Bu esnaflık sisteminde ticaret hep güven üzerine kurulu bir düzen ve herkes de birbirini tanıyor. Azerbaycan’a gidince dünyanın çok farklı olduğunu gören Uzun, “Orada kaldığım altı yıl boyunca hem birine çok güvenmeyi hem   de güvenmemeyi ve bu ikisini de aynı anda yapabilmeyi öğrendim” diyor. Ancak operasyonun bütünü, Türkiye’de oluşan birikimin ve know-how’ın yeniden uygulanması şeklinde ortaya çıkıyor. Reklam maliyetlerinin düşük olması, reklama oynayarak yerel bir markayı oluşturmayı ve başkalarının bayisi olmak yerine kendi markası olarak öne
çıkmayı mümkün kılıyor. Zivella markası burada oluşuyor. Bir arkadaşının yaptığı marka çalışması sonucu oluşan 40 isimlik listeden farklı olsun ve akılda kalsın diye seçtiği Zivella markası şu andaki çalışmaların da kimlik kartını oluşturuyor.
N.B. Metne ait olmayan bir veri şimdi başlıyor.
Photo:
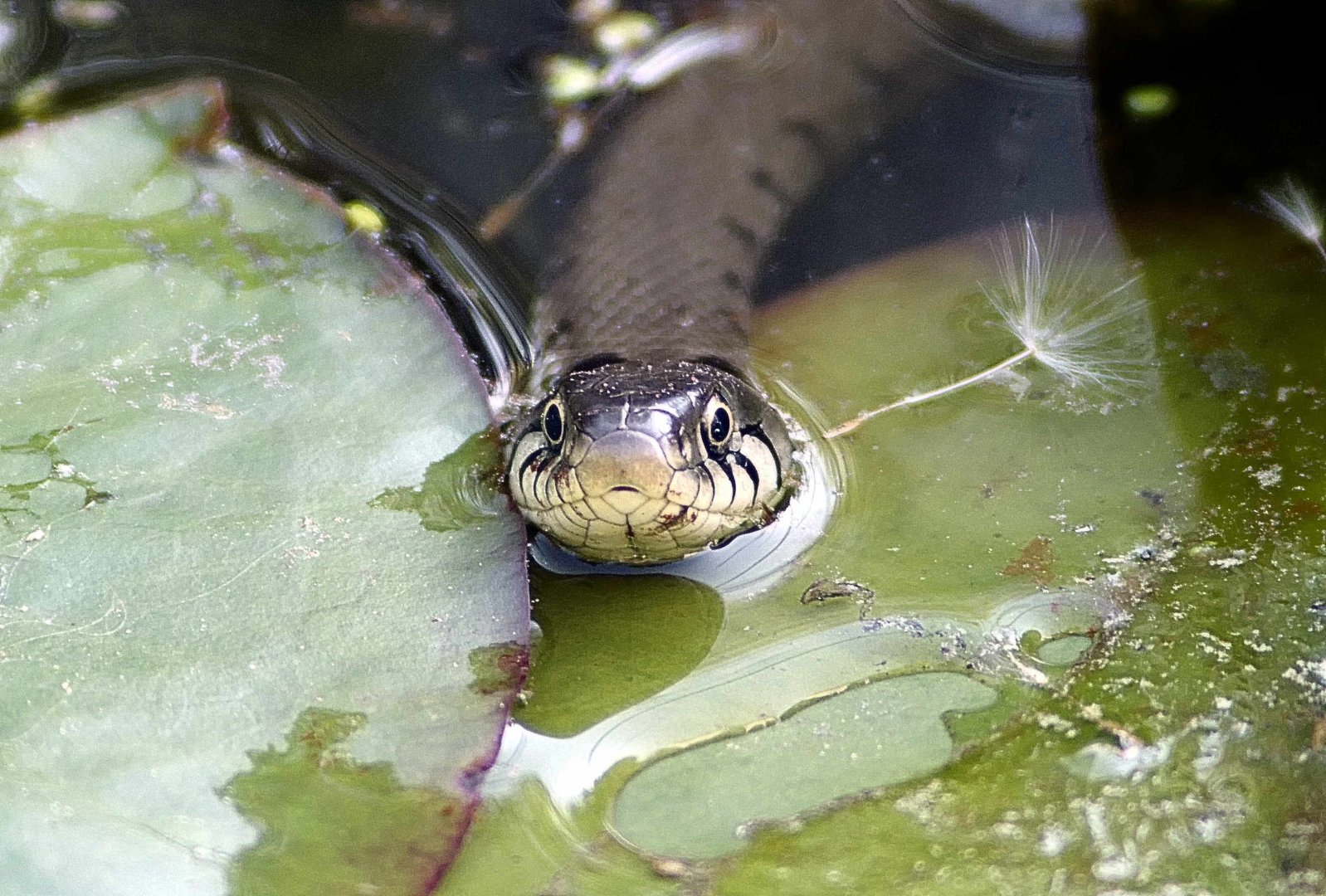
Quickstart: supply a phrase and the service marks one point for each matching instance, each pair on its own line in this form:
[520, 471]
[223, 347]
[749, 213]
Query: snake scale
[653, 441]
Beş yıl kalıp geri dönme stratejisi ile gittiği Azerbaycan’da şirketi kurup, 2008 krizi olunca süreci bir sene uzatıp bu ülkede altı sene yaşadıktan sonra İstanbul’a dönen Uzun, ortağının İstanbul’a gelerek kurduğu depo/lojistik sistemini daha sonra mağazaya çevirerek Zivella’nın hedeflerine doğru adımları atmaya başlıyor. 2010’da önemli bir tedarikçileri üretimden çıkma noktasına geldiğinde onun tesisini ve stoğunu alan Zivella, bu şekilde üretime de giriyor.
Uzun, “Aslında üretim o  günkü  şartlarda  planlarımızda çok fazla yer almıyordu. Belki bir iki yıl öteleyerek olacaktı ama bu fırsat erken olmasını sağladı. İyi de oldu. Bu şekilde üretime de başladık” diyor. Üretimin ardından Masko’daki mağazaya Modoco’daki mağaza ekleniyor. Üretimi öğrenmeye başlarken ilk aşamada kafe, restoran ve otel grubu için   üretim yapan Zivella, o dönem al-sat yapar ve fason üretim   de gerçekleştirirken bayilik faaliyeti de gerçekleştiriyor. Uzun, bu süreçte bayilik işinin tutmayacağını gördüklerini söylüyor. Daralan kâr marjları, tüketici ile alıcı arasına bir katman   daha koymayı imkansız hale getiriyor. “Hele hele bugün
e-ticaret devreye girdikten sonra üretici artık neredeyse kendi mağazasını bile açmayıp, oradan tüketiciye ulaştırabilir hale geldi. Bu da rekabette kâr marjlarının düşmeyi sürdüreceğini gösteriyor. Tüketici ile kendi bağını kuramayan firmaların da işi zor çünkü bugünkü  rekabette  markaya  sadakatin çok düşük düzeylere düştüğü bir dönemdeyiz. Bu sadakati sürdürmek zor ve bayilik yaparak hiç mümkün değil” diyen Uzun, “Bayilik iyi bir devlet memuru maaşı ile yaşamak demek ama 30’lu yaşlardaki bir işadamının hızını ve heyecanını kesecek bir şey değil” diye ekliyor.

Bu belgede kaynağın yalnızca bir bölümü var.